Karena Israel telah melakukan tindakan perang terhadap warga Palestina di Gaza sebelum tanggal 7 Oktober, maka tindakan Israel sejak saat itu tidak dapat dipahami sebagai bentuk pembelaan diri. Namun, para pembela AS-Israel di media AS mengatakan bahwa “Israel mempunyai hak dan kewajiban untuk membela diri,” menggambarkan perang salib AS-Israel sebagai hal yang benar dan oleh karena itu layak untuk didukung. Jangan pedulikan “pertahanan” Israel yang melibatkan “perang tanpa ampun” terhadap sistem layanan kesehatan Gaza dan termasuk serangan udara terhadap rumah sakit dan petugas kesehatan, serta pembunuhan warga Palestina pada tingkat konflik paling mematikan di abad ini.

Pada akhir Februari, Wall Street Journal. tajuk rencana mengkritik anggota kongres Palestina-Amerika Rashida Tlaib dan lainnya, mengklaim bahwa “gencatan senjata yang mereka tuntut akan mengakibatkan pengabaian [Hamas] pejuang hidup dan bebas untuk membangun kembali keadaan teror mereka. Penderitaan di Gaza sangat mengerikan, namun penyebab utamanya adalah penggunaan warga sipil oleh Hamas sebagai tameng hidup.”

Saat ini, Israel telah membunuh sedikitnya 7.729 anak. Menurut The Journal, tampaknya kengerian ini bisa dibenarkan jika Hamas dikalahkan; puluhan ribu warga sipil Palestina yang tewas dapat dijelaskan oleh penerapan konsep perisai manusia yang dipertanyakan dan selektif.

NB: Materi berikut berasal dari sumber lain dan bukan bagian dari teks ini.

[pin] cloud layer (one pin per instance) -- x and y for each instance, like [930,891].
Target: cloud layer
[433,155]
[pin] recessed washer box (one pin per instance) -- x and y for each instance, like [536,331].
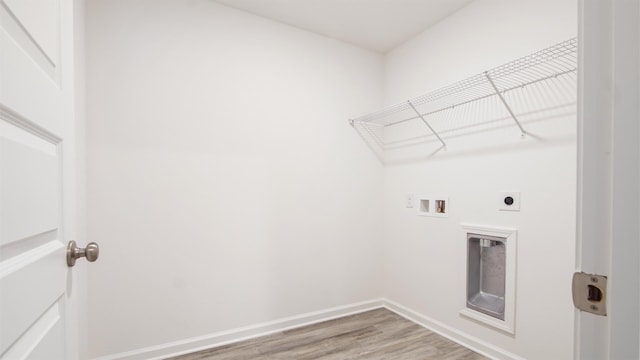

Satu lagi di bulan Maret kolom di The New York Times mengulangi kanon yang sama, mencoba meyakinkan pembaca bahwa tindakan AS-Israel di Gaza adalah tindakan yang adil, dengan menyatakan bahwa “Hamas yang memulai perang” dan bahwa “Israel sedang berperang keras melawan musuh jahat yang menempatkannya di Gaza.” warga sipilnya sendiri dalam bahaya.” Artikel tersebut merekomendasikan agar pemerintahan Biden “membantu Israel mencapai kemenangan yang menentukan atas perang tersebut sehingga Israel dan Palestina suatu hari dapat memenangkan perdamaian.”

Dua minggu sebelumnya, Pelapor Khusus PBB tentang hak atas pangan, Michael Fakhri, mengutuk tindakan Israel yang membuat warga Palestina kelaparan di Gaza dan menyatakan bahwa “ini adalah situasi genosida.” Menurut beberapa pembuat kebijakan di Amerika, secara moral adalah benar jika Amerika Serikat terus berpartisipasi.

Media yang menerbitkan artikel-artikel ini seharusnya bisa memberikan lebih banyak ruang untuk melakukan refleksi yang bijaksana tentang bagaimana membawa perdamaian, keadilan dan pembebasan ke Palestina yang bersejarah. Sebaliknya, mereka memberikan platform kepada mereka yang turut menyebabkan pembantaian yang dilakukan oleh Amerika dan Israel. Ketika sejarah periode mengerikan ini ditulis, harus ada bagian yang dikhususkan untuk media yang membantu menghasut dan melanggengkan genosida.

Pandangan yang diungkapkan dalam artikel ini adalah milik penulis dan tidak mencerminkan posisi editorial Al Jazeera.